A team is designed to operate through a full set of Business Skills. When one is missing, the entire system reorganizes itself around that absence. Effort increases, clarity decreases, and what should be simple becomes complex.

When the structure is complete or consciously supported, the opposite occurs.

Clarity increases.

Effort decreases.

Movement becomes natural.


Final Thought

A Team of Three is never just a small team.

It is the beginning of a system.

And systems do not respond to effort.

They respond to structure.

When the 31 Administration skill is present and functioning, direction becomes actionable, roles become clear, and the business moves forward with stability.

When it is missing, the team continues to function, but with more effort than necessary.

Understanding this difference is what allows teams to move from compensation into alignment.



About Dragana Kupresanin

As an Express Builder with a 5/2 Public Role within the BG5 framework, her work is grounded in practical application, efficiency, and a deep understanding of how people function within real business environments.

Through her work with individuals and teams, she supports clarity in decision-making, role alignment, and organizational structure.
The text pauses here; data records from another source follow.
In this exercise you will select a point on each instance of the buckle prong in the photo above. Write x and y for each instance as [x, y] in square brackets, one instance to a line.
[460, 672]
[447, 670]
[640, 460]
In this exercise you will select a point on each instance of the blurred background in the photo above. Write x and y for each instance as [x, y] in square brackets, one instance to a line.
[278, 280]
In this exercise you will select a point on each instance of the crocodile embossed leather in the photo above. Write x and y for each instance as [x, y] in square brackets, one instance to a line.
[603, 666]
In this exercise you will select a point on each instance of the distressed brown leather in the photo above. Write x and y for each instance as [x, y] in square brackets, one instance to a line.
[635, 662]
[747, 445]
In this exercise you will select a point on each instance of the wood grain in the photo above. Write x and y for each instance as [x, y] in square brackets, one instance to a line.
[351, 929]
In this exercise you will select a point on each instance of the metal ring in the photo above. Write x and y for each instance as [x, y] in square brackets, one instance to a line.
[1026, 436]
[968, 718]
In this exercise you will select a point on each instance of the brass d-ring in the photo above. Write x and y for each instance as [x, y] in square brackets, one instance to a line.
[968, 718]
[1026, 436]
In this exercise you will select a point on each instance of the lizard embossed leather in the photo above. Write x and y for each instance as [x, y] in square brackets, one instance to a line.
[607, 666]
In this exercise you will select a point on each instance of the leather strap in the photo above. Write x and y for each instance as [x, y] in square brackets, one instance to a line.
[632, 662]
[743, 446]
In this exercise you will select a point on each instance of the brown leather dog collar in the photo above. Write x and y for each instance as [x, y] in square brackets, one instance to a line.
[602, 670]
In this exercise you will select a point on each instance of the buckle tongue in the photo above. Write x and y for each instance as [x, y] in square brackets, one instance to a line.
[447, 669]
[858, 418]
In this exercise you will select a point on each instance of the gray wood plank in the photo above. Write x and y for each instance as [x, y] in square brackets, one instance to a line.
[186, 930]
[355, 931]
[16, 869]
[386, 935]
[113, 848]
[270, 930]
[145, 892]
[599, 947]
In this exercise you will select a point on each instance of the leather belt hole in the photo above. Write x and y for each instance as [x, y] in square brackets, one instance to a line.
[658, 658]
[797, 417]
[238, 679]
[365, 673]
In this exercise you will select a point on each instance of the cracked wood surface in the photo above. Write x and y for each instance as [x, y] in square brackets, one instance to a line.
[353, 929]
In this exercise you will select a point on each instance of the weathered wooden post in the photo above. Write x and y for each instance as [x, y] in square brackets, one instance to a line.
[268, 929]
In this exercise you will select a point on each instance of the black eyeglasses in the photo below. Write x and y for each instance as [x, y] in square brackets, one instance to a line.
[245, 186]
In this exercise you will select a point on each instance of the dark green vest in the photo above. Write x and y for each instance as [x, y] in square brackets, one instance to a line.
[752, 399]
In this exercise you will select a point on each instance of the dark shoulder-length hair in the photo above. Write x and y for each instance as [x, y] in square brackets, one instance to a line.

Her approach is focused on simplifying complexity and enabling sustainable, aligned growth.

Having built and led her own business for over two decades, she brings both strategic insight and lived experience into every process she supports.

Respecting Client Privacy

All examples shared in this article are presented with full respect for confidentiality. Identifiable details have been removed or adjusted to ensure privacy, while preserving the integrity of the experience.

This case study is shared for educational purposes, with the intention of illustrating how understanding team dynamics through BG5 can support more aligned and sustainable ways of working.